Apply the restorative justice questions “How are you harmed?” and “What do you need?” to daily annoyances, pausing to introspect, journal, or meditate on your underlying needs, and try to meet those needs before future encounters.
Understand that your needs, especially after experiencing harm, do not solely have to be met by the person who caused the harm; seek support and fulfillment of needs from other people and safe communities.
Develop and rely on an emotional management toolbox, such as using your breath and meditation practices, especially during difficult dialogues or sticky situations to stay grounded.
When entering a difficult situation or meeting, visualize a person who embodies your ideal wise, kind, and honest self sitting on your shoulder, guiding your communication and helping you be your best self.
Suspend judgment of others’ actions and instead cultivate curiosity by asking, “What happened to you that you did that?”, seeking to understand the underlying causes and conditions.
Adopt verb-based language (e.g., “the person who raped someone” instead of “rapist”) to describe individuals and their actions, recognizing that identities are in flux and people are not defined solely by their worst acts.
Recognize and embrace that all beings are in a constant state of change, which can foster compassion and understanding, as individuals are not permanently defined by past actions.
Reflect on your personal spiritual destination or highest aspiration (like “buddhahood”) and choose to align yourself with and travel alongside others who are also striving in that direction, regardless of their past.
Instead of trying to change or rewrite past traumatic experiences, practice accepting them as they were, which can prevent further suffering like migraines.
Do not approach meditation or healing practices with the expectation of an immediate, magical “hocus pocus” cure for deep-seated issues like forgiveness or physical ailments.
When engaging in practices like the “Just Like Me” meditation or working with difficult emotions, remember to be gentle and compassionate with yourself.
Recognize that dwelling on revenge fantasies is counterproductive and feels bad, and it is in your best interest to avoid this state.
Avoid sublimating your own healing journey by solely focusing on helping others; ensure you also put yourself at the center of your healing process.

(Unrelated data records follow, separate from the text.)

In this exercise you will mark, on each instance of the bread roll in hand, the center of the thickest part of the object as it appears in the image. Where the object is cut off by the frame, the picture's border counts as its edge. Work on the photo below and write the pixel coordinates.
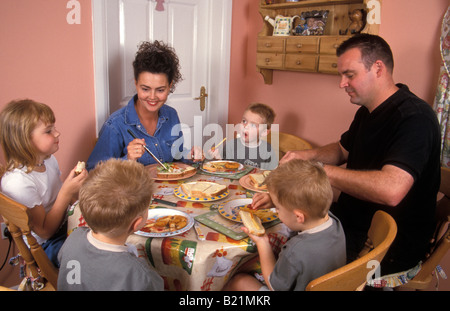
(252, 223)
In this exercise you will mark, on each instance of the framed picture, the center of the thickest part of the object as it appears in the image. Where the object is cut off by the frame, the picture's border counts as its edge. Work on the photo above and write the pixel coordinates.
(312, 23)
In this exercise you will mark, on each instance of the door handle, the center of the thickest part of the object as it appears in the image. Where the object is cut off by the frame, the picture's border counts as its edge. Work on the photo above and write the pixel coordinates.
(202, 98)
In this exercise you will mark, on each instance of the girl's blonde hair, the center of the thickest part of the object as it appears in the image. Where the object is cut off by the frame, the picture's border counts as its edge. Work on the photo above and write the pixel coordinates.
(303, 185)
(115, 192)
(17, 122)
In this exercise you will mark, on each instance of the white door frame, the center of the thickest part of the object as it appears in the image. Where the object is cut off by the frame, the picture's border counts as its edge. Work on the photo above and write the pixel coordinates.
(218, 71)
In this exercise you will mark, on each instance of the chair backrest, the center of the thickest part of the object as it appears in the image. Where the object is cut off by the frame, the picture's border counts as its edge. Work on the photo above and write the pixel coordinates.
(353, 276)
(288, 142)
(18, 222)
(440, 244)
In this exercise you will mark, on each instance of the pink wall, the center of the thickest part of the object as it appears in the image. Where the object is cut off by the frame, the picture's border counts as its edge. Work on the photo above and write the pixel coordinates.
(311, 105)
(44, 58)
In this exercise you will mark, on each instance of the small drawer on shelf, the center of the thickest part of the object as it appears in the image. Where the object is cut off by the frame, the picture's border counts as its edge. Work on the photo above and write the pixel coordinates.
(304, 62)
(328, 45)
(302, 45)
(328, 64)
(271, 44)
(269, 60)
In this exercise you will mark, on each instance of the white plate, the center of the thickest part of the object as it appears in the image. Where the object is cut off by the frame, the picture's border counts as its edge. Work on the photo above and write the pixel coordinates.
(232, 171)
(178, 192)
(230, 210)
(161, 212)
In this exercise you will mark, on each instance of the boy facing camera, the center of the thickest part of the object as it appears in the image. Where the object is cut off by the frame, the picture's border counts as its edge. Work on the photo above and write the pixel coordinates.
(302, 194)
(114, 201)
(249, 148)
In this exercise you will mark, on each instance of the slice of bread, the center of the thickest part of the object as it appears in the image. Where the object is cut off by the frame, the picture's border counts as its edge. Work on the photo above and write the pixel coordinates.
(252, 223)
(258, 178)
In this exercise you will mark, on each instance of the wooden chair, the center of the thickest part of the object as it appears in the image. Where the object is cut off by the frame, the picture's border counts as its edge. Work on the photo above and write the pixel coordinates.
(37, 263)
(440, 243)
(353, 276)
(288, 142)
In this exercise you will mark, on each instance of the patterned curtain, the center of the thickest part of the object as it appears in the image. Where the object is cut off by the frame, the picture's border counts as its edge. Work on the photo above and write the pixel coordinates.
(442, 100)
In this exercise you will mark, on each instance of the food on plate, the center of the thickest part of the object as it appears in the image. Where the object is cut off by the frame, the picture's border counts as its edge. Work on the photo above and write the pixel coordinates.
(173, 170)
(221, 166)
(203, 189)
(258, 179)
(80, 167)
(165, 224)
(252, 223)
(260, 213)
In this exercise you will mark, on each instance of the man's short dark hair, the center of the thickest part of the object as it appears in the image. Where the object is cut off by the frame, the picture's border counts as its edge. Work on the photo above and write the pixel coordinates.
(372, 48)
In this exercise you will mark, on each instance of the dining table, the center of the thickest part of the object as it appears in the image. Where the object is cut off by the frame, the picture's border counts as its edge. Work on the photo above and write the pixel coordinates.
(212, 248)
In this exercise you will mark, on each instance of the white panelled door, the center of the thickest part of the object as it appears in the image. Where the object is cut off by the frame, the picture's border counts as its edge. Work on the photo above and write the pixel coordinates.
(199, 30)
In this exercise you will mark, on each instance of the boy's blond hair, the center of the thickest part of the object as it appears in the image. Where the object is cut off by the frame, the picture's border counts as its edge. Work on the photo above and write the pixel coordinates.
(114, 194)
(303, 185)
(17, 121)
(264, 111)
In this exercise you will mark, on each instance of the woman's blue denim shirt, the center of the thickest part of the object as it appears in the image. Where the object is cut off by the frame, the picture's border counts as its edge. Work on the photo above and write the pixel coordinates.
(114, 138)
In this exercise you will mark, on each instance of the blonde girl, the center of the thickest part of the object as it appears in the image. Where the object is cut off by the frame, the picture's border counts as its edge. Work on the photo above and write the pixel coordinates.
(31, 176)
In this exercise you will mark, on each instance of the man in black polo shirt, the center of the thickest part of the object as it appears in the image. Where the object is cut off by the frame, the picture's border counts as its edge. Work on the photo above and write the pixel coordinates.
(391, 152)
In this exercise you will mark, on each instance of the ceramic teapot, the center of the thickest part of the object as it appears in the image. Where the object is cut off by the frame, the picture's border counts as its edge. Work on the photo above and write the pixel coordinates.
(282, 25)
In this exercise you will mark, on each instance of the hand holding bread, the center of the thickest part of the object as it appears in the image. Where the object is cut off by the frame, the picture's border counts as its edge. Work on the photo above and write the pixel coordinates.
(252, 223)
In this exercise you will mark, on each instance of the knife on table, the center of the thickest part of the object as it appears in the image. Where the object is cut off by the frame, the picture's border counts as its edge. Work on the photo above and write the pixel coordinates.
(148, 150)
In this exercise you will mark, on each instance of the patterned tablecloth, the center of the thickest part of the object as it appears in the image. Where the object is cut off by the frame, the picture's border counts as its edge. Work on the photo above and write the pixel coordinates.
(186, 262)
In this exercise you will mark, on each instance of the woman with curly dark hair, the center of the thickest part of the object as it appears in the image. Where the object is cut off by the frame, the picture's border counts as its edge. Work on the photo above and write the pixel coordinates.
(156, 72)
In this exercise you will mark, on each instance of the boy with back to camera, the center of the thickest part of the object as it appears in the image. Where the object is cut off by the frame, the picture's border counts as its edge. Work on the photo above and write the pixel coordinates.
(249, 148)
(302, 195)
(114, 201)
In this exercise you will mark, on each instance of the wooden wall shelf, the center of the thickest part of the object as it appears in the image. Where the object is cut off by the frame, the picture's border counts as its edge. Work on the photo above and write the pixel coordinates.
(301, 52)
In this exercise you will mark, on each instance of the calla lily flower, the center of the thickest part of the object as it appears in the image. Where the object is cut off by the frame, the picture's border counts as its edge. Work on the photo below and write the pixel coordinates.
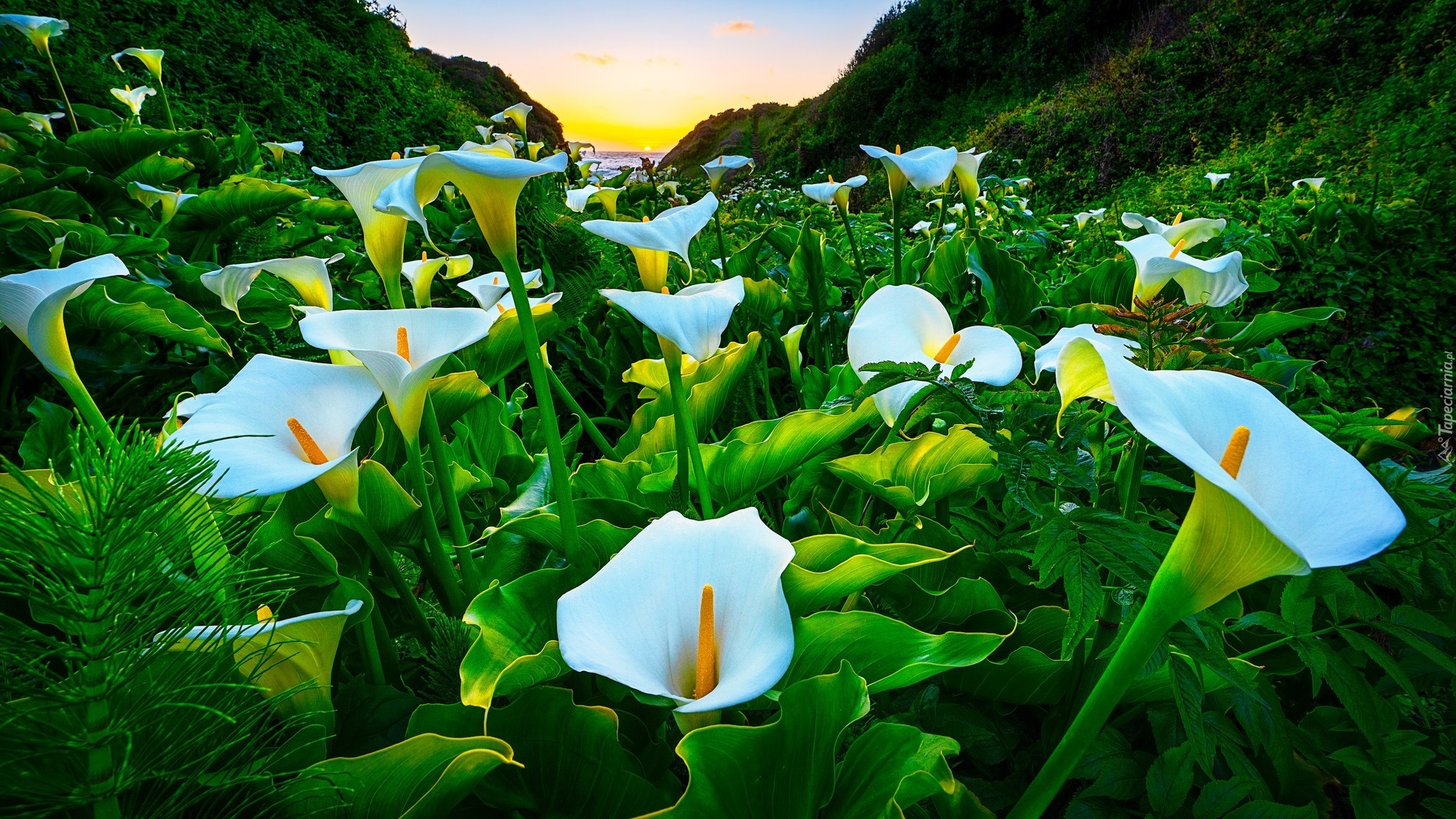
(717, 168)
(577, 198)
(516, 114)
(422, 273)
(43, 122)
(833, 193)
(282, 423)
(925, 166)
(650, 241)
(1275, 496)
(401, 348)
(40, 30)
(279, 149)
(791, 346)
(33, 306)
(1192, 232)
(1049, 353)
(491, 287)
(282, 655)
(967, 172)
(383, 232)
(150, 57)
(689, 609)
(149, 196)
(693, 318)
(491, 184)
(1210, 282)
(901, 323)
(134, 97)
(308, 274)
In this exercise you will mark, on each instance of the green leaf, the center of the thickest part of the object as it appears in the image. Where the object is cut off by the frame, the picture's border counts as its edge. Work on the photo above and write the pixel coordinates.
(756, 455)
(912, 474)
(47, 442)
(782, 770)
(887, 652)
(1267, 327)
(419, 778)
(889, 769)
(112, 152)
(122, 305)
(828, 567)
(514, 626)
(574, 764)
(1012, 291)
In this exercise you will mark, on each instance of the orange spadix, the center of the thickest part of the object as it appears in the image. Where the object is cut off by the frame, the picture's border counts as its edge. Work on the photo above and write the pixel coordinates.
(1233, 454)
(311, 448)
(707, 678)
(948, 347)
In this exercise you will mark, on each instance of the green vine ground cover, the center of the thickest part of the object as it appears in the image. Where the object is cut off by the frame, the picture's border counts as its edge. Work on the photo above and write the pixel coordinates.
(953, 585)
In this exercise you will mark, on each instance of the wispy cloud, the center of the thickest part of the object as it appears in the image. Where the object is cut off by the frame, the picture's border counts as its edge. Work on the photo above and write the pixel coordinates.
(739, 28)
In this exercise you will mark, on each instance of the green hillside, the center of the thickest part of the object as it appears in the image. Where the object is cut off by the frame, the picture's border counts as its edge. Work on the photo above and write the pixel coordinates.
(338, 75)
(1128, 107)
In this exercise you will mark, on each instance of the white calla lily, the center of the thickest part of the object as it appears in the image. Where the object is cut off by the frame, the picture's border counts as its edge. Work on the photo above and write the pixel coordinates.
(282, 423)
(514, 114)
(693, 318)
(43, 122)
(383, 232)
(924, 168)
(280, 149)
(717, 168)
(422, 273)
(40, 30)
(491, 184)
(149, 57)
(308, 274)
(901, 323)
(1204, 282)
(33, 306)
(647, 621)
(1088, 216)
(1190, 232)
(577, 198)
(149, 196)
(653, 240)
(491, 287)
(401, 348)
(1049, 353)
(133, 97)
(967, 172)
(833, 193)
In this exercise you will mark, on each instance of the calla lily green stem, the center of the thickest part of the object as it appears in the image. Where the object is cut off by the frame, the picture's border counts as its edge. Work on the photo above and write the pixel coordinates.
(437, 566)
(593, 432)
(687, 434)
(1143, 638)
(441, 461)
(560, 476)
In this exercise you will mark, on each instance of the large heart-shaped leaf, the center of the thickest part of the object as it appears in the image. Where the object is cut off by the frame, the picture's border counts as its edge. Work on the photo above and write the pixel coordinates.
(887, 652)
(782, 770)
(921, 471)
(122, 305)
(574, 764)
(422, 777)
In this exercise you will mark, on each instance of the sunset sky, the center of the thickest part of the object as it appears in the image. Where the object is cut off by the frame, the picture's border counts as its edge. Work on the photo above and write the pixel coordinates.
(640, 75)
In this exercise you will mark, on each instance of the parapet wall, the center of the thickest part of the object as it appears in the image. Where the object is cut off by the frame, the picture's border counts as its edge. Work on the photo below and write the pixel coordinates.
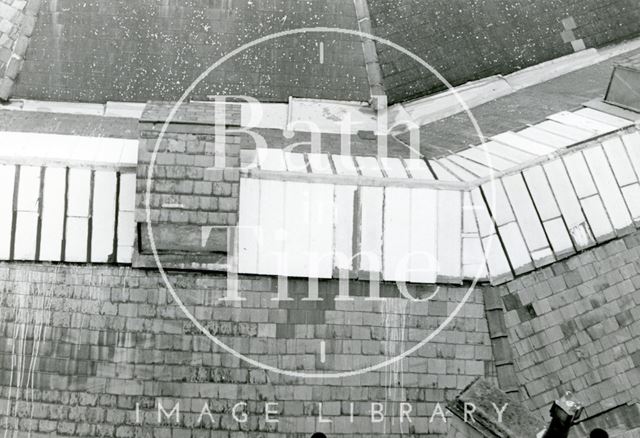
(81, 345)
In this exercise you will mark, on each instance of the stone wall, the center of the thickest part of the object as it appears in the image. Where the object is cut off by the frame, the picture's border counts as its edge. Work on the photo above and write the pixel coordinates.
(576, 326)
(466, 40)
(81, 345)
(17, 22)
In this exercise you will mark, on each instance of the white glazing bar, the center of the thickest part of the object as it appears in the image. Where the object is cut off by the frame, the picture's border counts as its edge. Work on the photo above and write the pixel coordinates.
(498, 202)
(28, 213)
(343, 214)
(516, 247)
(369, 166)
(569, 204)
(580, 175)
(296, 229)
(548, 210)
(496, 258)
(397, 234)
(570, 132)
(598, 219)
(344, 165)
(7, 180)
(542, 136)
(419, 169)
(603, 117)
(103, 217)
(609, 189)
(442, 173)
(507, 152)
(527, 218)
(319, 163)
(295, 162)
(249, 225)
(631, 195)
(450, 235)
(632, 144)
(573, 119)
(620, 162)
(517, 141)
(473, 260)
(559, 237)
(53, 213)
(470, 166)
(321, 226)
(271, 159)
(371, 203)
(423, 264)
(126, 217)
(270, 246)
(482, 157)
(393, 167)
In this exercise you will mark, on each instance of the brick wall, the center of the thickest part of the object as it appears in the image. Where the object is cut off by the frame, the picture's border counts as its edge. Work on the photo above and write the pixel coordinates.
(576, 326)
(17, 21)
(470, 40)
(124, 50)
(195, 182)
(81, 345)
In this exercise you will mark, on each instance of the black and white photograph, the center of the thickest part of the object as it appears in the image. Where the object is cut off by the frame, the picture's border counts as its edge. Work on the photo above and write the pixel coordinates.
(320, 218)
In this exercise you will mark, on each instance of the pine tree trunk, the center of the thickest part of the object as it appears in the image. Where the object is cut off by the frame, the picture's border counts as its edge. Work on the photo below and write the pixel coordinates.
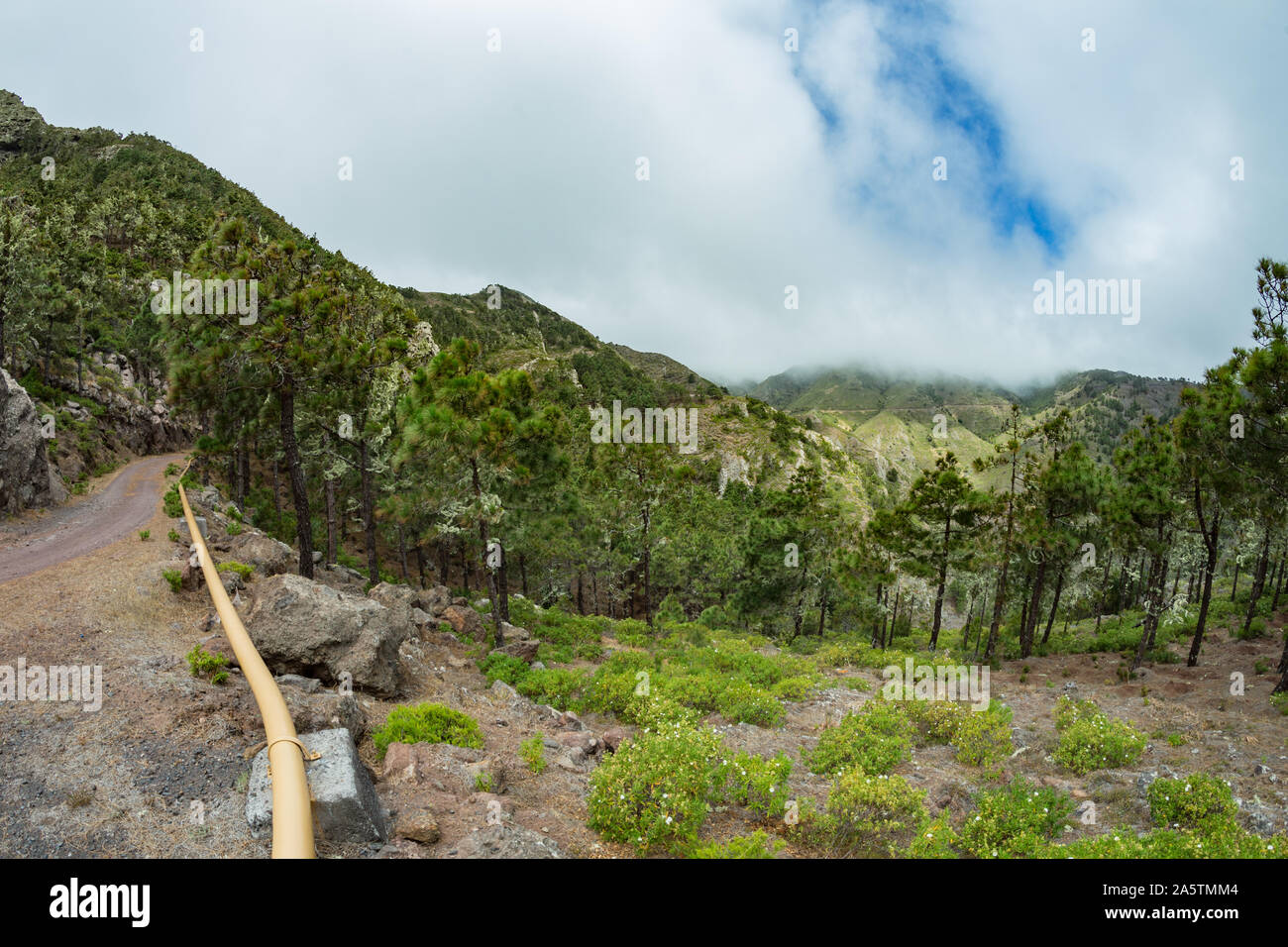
(502, 585)
(1055, 604)
(1209, 574)
(330, 522)
(295, 468)
(1279, 581)
(1258, 583)
(369, 510)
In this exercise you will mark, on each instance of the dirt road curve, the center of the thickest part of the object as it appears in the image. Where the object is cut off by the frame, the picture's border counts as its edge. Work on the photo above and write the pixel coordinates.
(116, 510)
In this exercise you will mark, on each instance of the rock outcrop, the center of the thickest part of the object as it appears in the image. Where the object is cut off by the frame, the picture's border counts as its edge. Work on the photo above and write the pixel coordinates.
(300, 626)
(26, 475)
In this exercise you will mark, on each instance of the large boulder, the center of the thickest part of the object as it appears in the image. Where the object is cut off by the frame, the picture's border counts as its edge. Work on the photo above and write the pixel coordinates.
(399, 599)
(340, 578)
(436, 599)
(26, 475)
(265, 553)
(16, 121)
(300, 626)
(506, 841)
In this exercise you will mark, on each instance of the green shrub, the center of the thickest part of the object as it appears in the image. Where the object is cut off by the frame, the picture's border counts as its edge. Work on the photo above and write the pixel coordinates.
(934, 839)
(171, 501)
(795, 688)
(656, 789)
(741, 702)
(866, 815)
(1014, 821)
(428, 723)
(1089, 740)
(506, 668)
(713, 616)
(239, 567)
(533, 754)
(875, 740)
(1069, 711)
(1224, 841)
(559, 686)
(655, 711)
(759, 784)
(202, 664)
(755, 845)
(982, 737)
(1198, 801)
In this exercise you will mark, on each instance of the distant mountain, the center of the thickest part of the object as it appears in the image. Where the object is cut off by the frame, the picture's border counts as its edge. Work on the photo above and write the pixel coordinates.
(890, 419)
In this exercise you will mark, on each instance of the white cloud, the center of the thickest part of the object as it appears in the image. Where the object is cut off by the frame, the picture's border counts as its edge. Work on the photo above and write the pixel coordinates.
(519, 166)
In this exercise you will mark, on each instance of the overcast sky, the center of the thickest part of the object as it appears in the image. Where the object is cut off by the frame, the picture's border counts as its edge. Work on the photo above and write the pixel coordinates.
(767, 167)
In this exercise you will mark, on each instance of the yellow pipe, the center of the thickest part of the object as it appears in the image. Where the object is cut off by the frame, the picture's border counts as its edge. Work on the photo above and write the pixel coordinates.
(292, 809)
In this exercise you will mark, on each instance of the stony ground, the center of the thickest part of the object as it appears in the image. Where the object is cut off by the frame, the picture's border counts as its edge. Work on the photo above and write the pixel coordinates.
(161, 770)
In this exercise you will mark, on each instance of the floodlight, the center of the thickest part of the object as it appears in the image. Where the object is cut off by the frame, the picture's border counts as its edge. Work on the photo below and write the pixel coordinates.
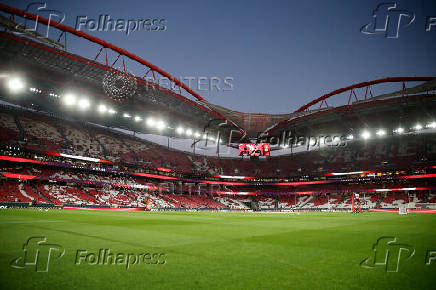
(83, 104)
(15, 85)
(431, 125)
(160, 125)
(102, 108)
(150, 122)
(366, 135)
(69, 99)
(381, 132)
(399, 130)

When addressing harm or conflict, ask three core restorative justice questions: “Who was harmed?”, “What do they need?”, and “Whose obligation is it to meet those needs?”
Recognize that healing journeys require their own timelines, and avoid pressuring individuals to resolve conflicts or forgive immediately, allowing for the time needed for genuine healing.
Cultivate belief and imagination that a world is possible where safety and accountability can exist without punishment, as this belief is a necessary resource for implementing restorative justice effectively.
Do not shame individuals who prefer traditional punitive responses over restorative justice; instead, respect their honesty about their needs and chosen approach to healing.